Nivolumab and Ipilimumab After Donor Stem Cell Transplant in Treating Patients With High Risk Refractory or Relapsed Acute Myeloid Leukemia or Myelodysplastic Syndrome

Myelodysplastic Syndrome Clinical Trial

Official title: A Phase I Study of Nivolumab in Combination With Ipilimumab for the Treatment of Patients With High Risk or Refractory/Relapsed Acute Myeloid Leukemia and Myelodysplastic Syndrome Following Allogeneic Stem Cell Transplantation

Status Active, not recruiting

Clinical Trial Summary

This phase Ib trial studies the side effects and best dose of nivolumab and ipilimumab after donor stem cell transplant in treating patients with high risk acute myeloid leukemia or myelodysplastic syndrome that does not respond to treatment or has come back.

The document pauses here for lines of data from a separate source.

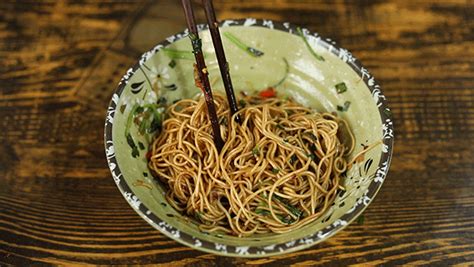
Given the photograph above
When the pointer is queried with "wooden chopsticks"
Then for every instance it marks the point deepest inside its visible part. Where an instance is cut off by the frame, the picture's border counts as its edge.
(201, 72)
(223, 64)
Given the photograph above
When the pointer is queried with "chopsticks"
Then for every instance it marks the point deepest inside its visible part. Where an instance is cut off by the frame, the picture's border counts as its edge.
(223, 64)
(202, 79)
(201, 73)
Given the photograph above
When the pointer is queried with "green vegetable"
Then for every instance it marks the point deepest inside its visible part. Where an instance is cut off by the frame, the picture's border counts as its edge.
(122, 108)
(178, 54)
(341, 88)
(345, 107)
(134, 147)
(287, 70)
(162, 101)
(317, 56)
(250, 50)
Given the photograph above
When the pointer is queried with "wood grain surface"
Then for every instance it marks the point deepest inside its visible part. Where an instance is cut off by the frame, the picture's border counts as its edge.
(61, 60)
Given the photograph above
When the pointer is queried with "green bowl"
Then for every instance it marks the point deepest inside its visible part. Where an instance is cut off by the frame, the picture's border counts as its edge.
(298, 63)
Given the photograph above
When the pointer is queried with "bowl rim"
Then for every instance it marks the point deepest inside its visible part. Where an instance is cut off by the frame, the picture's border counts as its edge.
(274, 249)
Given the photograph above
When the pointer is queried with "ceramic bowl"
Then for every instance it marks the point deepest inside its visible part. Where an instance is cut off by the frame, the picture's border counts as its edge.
(297, 63)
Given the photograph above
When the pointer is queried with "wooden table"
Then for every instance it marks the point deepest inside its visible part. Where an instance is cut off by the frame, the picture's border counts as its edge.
(60, 62)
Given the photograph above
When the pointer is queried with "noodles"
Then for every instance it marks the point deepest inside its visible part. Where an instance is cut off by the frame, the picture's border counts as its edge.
(279, 170)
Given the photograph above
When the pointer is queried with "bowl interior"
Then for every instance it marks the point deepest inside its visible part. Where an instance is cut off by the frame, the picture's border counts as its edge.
(288, 64)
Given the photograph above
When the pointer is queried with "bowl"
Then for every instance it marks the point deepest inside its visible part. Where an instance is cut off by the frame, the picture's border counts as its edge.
(311, 69)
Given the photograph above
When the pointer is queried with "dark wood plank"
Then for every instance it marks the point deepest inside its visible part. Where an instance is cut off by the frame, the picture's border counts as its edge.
(62, 59)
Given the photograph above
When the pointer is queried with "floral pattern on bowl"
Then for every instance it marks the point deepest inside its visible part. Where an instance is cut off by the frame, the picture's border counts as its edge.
(261, 53)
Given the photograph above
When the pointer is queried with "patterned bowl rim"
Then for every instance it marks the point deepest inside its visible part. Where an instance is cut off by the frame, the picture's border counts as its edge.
(274, 249)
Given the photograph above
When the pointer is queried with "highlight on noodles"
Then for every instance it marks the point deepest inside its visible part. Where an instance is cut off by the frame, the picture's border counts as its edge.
(279, 170)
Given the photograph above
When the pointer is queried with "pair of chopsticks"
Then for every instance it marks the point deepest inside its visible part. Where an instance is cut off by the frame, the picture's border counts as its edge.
(200, 67)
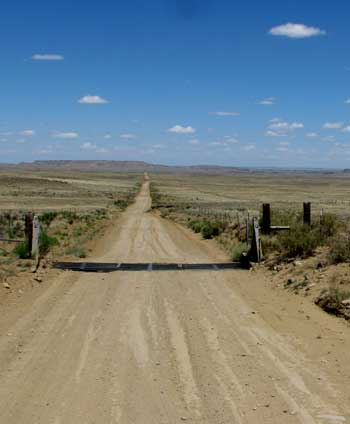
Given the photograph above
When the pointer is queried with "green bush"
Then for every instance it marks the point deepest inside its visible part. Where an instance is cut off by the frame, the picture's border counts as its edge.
(300, 241)
(47, 217)
(69, 216)
(340, 248)
(77, 251)
(237, 251)
(196, 226)
(46, 243)
(77, 232)
(121, 203)
(22, 250)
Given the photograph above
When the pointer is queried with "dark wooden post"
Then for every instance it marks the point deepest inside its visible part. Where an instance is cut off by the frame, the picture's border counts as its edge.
(266, 222)
(307, 213)
(28, 230)
(255, 251)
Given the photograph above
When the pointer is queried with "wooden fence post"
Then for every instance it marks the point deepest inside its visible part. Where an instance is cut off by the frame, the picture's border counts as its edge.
(35, 238)
(28, 230)
(307, 213)
(266, 221)
(255, 251)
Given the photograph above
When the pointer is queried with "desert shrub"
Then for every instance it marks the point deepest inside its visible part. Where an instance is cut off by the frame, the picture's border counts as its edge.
(77, 232)
(237, 250)
(196, 226)
(69, 216)
(300, 241)
(329, 226)
(22, 250)
(339, 248)
(211, 229)
(208, 229)
(47, 217)
(270, 244)
(46, 243)
(121, 204)
(77, 251)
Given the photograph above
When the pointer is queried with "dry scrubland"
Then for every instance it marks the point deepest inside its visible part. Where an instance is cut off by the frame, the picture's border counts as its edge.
(73, 210)
(311, 261)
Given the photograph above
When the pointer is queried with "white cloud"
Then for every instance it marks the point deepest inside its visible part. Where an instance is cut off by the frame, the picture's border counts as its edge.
(270, 133)
(267, 102)
(330, 138)
(101, 150)
(66, 135)
(232, 140)
(47, 57)
(222, 113)
(291, 30)
(128, 136)
(92, 100)
(333, 125)
(88, 146)
(285, 126)
(27, 132)
(194, 141)
(179, 129)
(249, 147)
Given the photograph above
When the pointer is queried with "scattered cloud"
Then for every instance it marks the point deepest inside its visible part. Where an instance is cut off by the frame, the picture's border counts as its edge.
(283, 125)
(52, 57)
(194, 141)
(249, 147)
(280, 128)
(27, 132)
(292, 30)
(92, 100)
(271, 133)
(330, 138)
(128, 136)
(269, 101)
(88, 146)
(66, 135)
(179, 129)
(222, 113)
(333, 125)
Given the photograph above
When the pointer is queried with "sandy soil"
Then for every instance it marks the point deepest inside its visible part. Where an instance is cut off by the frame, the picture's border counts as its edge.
(170, 347)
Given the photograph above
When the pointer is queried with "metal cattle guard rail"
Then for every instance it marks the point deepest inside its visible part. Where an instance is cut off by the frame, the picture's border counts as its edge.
(111, 267)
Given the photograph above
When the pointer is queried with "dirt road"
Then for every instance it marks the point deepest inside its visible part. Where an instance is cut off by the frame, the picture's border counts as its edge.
(170, 347)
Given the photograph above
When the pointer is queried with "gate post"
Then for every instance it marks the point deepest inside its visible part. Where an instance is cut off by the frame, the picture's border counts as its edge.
(266, 221)
(307, 213)
(255, 251)
(28, 230)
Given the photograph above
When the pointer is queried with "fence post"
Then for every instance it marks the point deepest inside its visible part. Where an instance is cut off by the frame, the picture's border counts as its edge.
(35, 238)
(28, 230)
(266, 221)
(307, 213)
(255, 251)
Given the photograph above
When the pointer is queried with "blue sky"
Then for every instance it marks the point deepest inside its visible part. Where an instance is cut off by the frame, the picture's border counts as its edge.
(176, 82)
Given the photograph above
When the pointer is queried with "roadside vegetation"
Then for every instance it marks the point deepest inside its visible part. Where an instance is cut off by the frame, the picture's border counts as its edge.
(309, 260)
(65, 233)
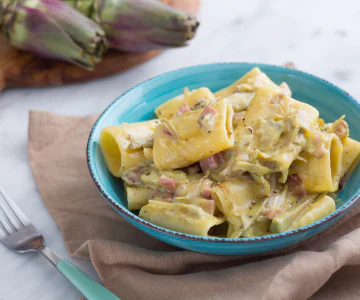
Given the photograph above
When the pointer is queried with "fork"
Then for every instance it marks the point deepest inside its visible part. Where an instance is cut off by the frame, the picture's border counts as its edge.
(18, 234)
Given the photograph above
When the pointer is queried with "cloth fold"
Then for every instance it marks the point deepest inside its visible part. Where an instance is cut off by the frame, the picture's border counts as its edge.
(136, 266)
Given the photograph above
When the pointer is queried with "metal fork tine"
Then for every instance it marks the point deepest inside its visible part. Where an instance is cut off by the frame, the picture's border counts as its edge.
(4, 223)
(2, 234)
(14, 208)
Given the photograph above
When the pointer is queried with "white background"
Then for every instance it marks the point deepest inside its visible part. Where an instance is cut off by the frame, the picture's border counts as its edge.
(320, 37)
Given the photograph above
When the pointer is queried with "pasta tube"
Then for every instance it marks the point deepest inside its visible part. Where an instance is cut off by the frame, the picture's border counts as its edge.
(250, 82)
(137, 197)
(269, 135)
(320, 172)
(193, 100)
(350, 154)
(179, 217)
(122, 146)
(322, 207)
(240, 202)
(193, 136)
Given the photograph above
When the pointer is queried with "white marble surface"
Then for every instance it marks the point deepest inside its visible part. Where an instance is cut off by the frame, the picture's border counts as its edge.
(320, 36)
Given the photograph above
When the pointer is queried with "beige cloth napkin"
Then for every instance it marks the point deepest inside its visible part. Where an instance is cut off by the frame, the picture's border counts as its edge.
(136, 266)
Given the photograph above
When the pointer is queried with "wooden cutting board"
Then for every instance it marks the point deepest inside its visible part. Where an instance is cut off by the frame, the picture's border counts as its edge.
(18, 68)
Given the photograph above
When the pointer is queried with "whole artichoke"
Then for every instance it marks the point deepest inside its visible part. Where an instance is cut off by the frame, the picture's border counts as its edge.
(139, 25)
(53, 29)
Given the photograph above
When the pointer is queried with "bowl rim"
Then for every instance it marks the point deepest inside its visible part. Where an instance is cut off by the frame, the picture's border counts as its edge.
(175, 234)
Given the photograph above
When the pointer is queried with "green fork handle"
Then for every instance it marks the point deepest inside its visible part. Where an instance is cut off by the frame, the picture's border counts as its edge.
(87, 286)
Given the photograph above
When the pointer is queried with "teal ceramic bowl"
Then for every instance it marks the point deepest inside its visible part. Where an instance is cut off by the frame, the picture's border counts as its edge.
(139, 103)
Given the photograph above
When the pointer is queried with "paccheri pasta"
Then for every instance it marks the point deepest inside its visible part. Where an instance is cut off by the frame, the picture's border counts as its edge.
(246, 161)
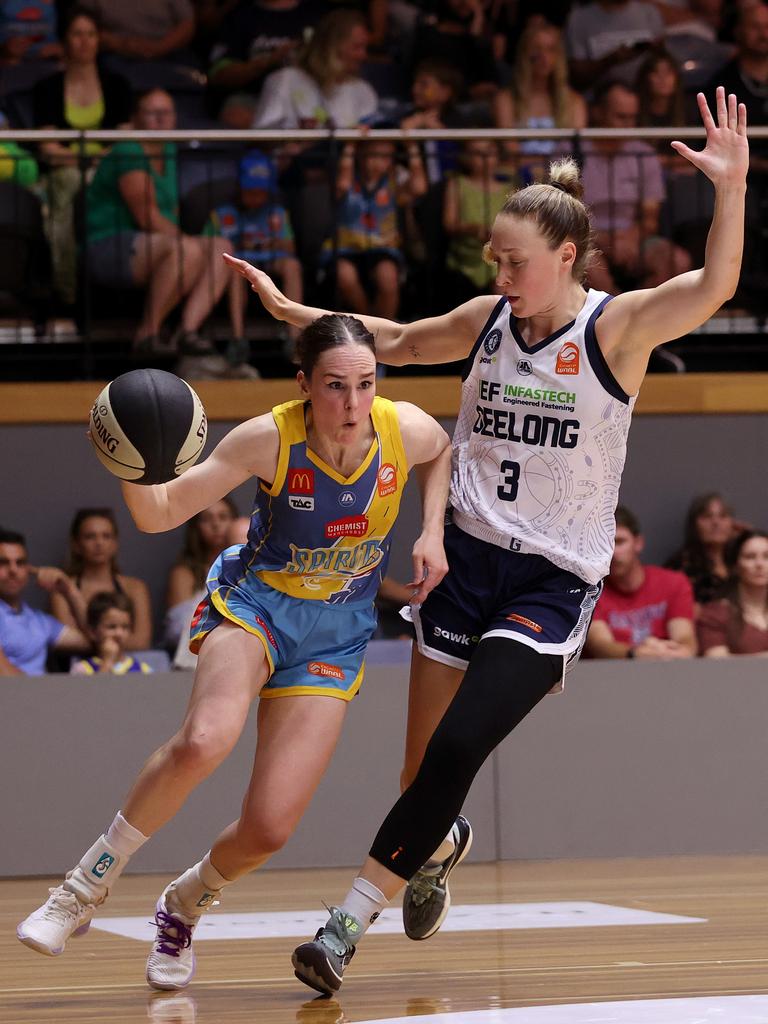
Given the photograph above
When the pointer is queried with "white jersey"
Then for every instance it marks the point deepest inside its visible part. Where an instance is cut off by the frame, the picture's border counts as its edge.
(541, 442)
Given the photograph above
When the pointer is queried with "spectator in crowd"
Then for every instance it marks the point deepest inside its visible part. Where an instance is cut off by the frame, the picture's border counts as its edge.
(472, 200)
(606, 40)
(28, 31)
(26, 634)
(134, 238)
(325, 87)
(645, 611)
(145, 30)
(738, 623)
(456, 32)
(206, 536)
(539, 96)
(92, 568)
(111, 622)
(81, 96)
(749, 73)
(257, 38)
(659, 93)
(366, 253)
(624, 184)
(257, 229)
(710, 527)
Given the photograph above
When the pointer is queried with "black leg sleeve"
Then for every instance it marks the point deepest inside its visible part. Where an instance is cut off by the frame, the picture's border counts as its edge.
(505, 680)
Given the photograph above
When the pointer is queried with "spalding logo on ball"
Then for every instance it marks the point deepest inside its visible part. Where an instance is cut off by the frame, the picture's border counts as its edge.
(147, 426)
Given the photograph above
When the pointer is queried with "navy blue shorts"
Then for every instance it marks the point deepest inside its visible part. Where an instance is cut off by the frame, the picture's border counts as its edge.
(492, 592)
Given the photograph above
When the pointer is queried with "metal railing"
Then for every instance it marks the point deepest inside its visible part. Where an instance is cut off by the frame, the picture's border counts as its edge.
(204, 148)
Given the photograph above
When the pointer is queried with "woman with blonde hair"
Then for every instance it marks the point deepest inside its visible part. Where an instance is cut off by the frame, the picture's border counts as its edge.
(539, 95)
(325, 89)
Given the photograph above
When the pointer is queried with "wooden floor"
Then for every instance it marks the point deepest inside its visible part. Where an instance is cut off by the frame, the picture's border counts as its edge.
(100, 976)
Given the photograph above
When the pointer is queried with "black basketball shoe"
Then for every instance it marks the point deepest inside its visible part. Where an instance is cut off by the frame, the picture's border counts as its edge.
(427, 897)
(321, 963)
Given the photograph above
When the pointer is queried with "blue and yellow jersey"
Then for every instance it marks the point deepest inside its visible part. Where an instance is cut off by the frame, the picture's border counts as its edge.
(314, 534)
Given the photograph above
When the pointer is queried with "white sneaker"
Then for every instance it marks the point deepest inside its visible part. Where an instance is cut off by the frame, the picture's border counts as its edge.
(48, 928)
(171, 961)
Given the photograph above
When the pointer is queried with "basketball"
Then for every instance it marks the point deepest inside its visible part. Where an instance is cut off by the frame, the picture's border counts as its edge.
(147, 426)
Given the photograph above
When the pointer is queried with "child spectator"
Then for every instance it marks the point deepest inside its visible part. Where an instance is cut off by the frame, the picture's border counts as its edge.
(472, 200)
(644, 611)
(539, 96)
(435, 91)
(110, 619)
(738, 623)
(259, 230)
(367, 249)
(93, 568)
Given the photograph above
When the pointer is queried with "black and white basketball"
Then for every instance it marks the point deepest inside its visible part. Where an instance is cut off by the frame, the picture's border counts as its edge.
(147, 426)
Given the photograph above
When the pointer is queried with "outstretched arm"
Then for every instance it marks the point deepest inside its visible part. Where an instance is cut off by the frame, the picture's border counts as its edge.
(428, 449)
(250, 450)
(437, 339)
(636, 322)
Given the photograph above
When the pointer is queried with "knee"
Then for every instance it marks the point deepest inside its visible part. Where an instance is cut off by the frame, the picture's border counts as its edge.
(264, 835)
(199, 751)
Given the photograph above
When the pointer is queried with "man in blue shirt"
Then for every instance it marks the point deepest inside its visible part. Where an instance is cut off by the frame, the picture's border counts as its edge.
(26, 634)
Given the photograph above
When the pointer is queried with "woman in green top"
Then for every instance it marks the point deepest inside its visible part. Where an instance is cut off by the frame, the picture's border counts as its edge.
(134, 237)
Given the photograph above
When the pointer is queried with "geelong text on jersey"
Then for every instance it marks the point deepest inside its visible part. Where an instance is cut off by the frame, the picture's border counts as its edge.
(542, 430)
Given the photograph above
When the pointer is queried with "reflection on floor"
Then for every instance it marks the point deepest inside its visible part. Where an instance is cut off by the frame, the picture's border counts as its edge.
(471, 918)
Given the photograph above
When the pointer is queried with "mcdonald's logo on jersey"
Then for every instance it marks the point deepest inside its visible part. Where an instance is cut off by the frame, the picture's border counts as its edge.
(387, 480)
(567, 358)
(301, 481)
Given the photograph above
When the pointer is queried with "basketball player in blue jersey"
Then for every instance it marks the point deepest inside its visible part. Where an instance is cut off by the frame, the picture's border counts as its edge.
(287, 617)
(551, 377)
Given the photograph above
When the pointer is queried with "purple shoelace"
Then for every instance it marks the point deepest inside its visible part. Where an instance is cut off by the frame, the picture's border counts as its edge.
(170, 944)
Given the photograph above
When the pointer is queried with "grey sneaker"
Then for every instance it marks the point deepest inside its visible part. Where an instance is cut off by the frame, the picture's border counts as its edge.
(321, 963)
(427, 897)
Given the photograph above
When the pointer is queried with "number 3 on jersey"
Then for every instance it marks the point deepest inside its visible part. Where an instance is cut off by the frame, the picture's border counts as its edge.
(508, 491)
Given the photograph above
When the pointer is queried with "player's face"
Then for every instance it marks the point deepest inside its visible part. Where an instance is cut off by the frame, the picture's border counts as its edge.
(14, 570)
(96, 542)
(752, 566)
(715, 525)
(341, 390)
(627, 550)
(214, 524)
(528, 271)
(115, 625)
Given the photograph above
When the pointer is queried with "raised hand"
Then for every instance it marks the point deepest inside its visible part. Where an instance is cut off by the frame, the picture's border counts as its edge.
(725, 158)
(272, 299)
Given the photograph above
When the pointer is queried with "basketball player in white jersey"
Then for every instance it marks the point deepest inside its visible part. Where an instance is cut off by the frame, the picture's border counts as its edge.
(551, 378)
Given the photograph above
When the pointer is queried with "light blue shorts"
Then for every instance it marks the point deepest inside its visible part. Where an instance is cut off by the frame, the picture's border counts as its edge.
(312, 648)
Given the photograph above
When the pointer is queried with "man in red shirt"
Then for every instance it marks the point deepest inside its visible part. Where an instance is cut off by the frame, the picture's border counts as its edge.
(644, 611)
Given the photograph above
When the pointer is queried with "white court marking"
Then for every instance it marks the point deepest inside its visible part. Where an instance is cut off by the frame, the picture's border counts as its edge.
(470, 918)
(702, 1010)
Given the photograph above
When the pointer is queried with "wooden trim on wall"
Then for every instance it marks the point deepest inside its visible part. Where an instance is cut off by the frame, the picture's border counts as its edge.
(236, 400)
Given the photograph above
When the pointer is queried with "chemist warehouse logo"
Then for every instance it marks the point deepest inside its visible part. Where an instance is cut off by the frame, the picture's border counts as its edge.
(567, 358)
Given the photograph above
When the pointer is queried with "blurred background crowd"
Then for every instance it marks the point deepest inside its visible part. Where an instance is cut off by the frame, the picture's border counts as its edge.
(122, 242)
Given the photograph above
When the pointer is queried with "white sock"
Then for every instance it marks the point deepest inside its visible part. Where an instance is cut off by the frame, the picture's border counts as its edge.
(124, 838)
(198, 888)
(443, 850)
(364, 902)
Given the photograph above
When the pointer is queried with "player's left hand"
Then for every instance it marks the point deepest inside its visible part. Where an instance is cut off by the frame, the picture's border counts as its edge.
(725, 158)
(430, 565)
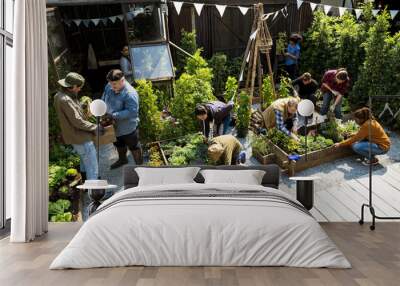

Immunotherapy with monoclonal antibodies, such as nivolumab and ipilimumab, may help the body's immune system attack the cancer, and may interfere with the ability of tumor cells to grow and spread.

Clinical Trial Description

PRIMARY OBJECTIVES:

I. To determine the maximum tolerated dose (MTD) and dose limiting toxicity (DLT) of nivolumab and ipilimumab alone and in combination in patients with high risk or refractory/relapsed acute myeloid leukemia (AML) and myelodysplastic syndrome (MDS) following allogeneic stem cell transplantation (allo-SCT).

II. To evaluate the toxicity of nivolumab and ipilimumab alone and in combination with regard to the rate and severity of acute graft versus host disease (aGVHD).

SECONDARY OBJECTIVES:

I. To determine the overall response rate (ORR) of nivolumab, ipilimumab and the combination in patients with high risk or refractory/ relapsed AML and MDS following allo-SCT.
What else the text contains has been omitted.